The European Union Parliament is calling on member countries to grant asylum to Edward Snowden as a whistleblower and "international human rights defender".  Former National Security Agency (NSA) contractor Snowden revealed America's surveillance on its own citizens and on citizens and leaders of friendly nations, and is now living in exile under the protect of the Russian government in Moscow.  The US indicted him for espionage and unauthorized leaking in 2013, and the EU vote does not change its positions.  It's up to individual EU members to decide if they'll grant asylum to Snowden.

Director Roman Polanski is expected in a Krakow, Poland court on Friday for a hearing on whether he should be extradited to the US to face his child molestation conviction from the 1970s.  Polanski fled the US before completing a simple 90-day sentence, famously living in exile in Europe and continuing to direct Oscar-winning movies over the decades.  However, Poland's new right-wing government is changing the country's stance on Polanski's status:  "There was open talk that he should not be made responsible for his deeds because he is an outstanding, world-famous film-maker," said Jarislaw Kaczynski of the ruling Law and Justice party.  "We will totally reject this attitude," he said.

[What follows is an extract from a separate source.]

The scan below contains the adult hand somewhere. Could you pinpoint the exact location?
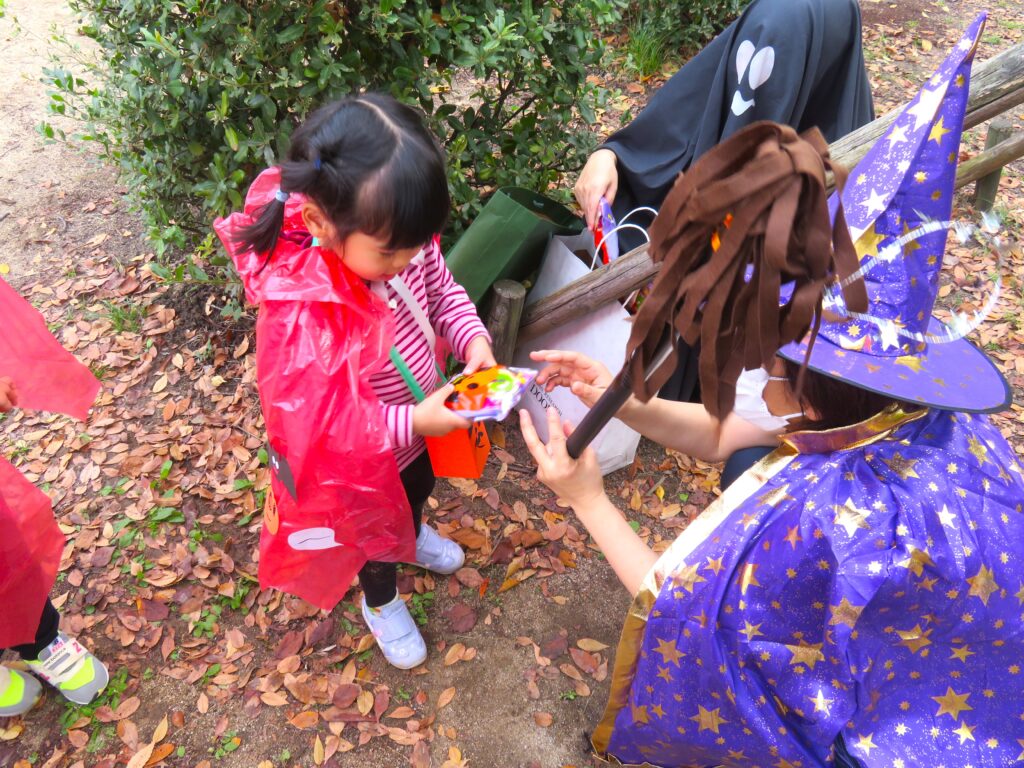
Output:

Spain's Iberia Airlines says one of its pilots did not announce that his flight had landed in "Palestine" when it touched down at Israel's Ben Gurion Airport, as some passengers had claimed.  The airlines now says it reviewed that audio from the flight and determined that the man did his job correctly.  The offended passengers (who apparently can't speak Spanish very well) misheard the pilot when he spoke in Spanish, announcing that the flight from Madrid had reached its "destino", which sounds a bit like "Palestina".  It shows how easy it is for any situation to spin out of control in the tiny, parched strip of land claimed by two groups who are always on the defensive.

A Lesbian couple is suing police in Hawaii after they were arrested for kissing in a grocery store by a homophobic off-duty cop.  Courtney Wilson and Taylor Guerrero say they were holding hands and kissing at the Foodland store in northern Oahu, when beer-bellied, double-chinned Officer Bobby Harrison unloaded his white male raged all over them.  The confrontation escalated and the ladies were arrested.  But later, the store security video that would have showed the cop's actions magically disappeared and all charges against the young ladies were dropped.  Police officials opened an investigation into Harrison.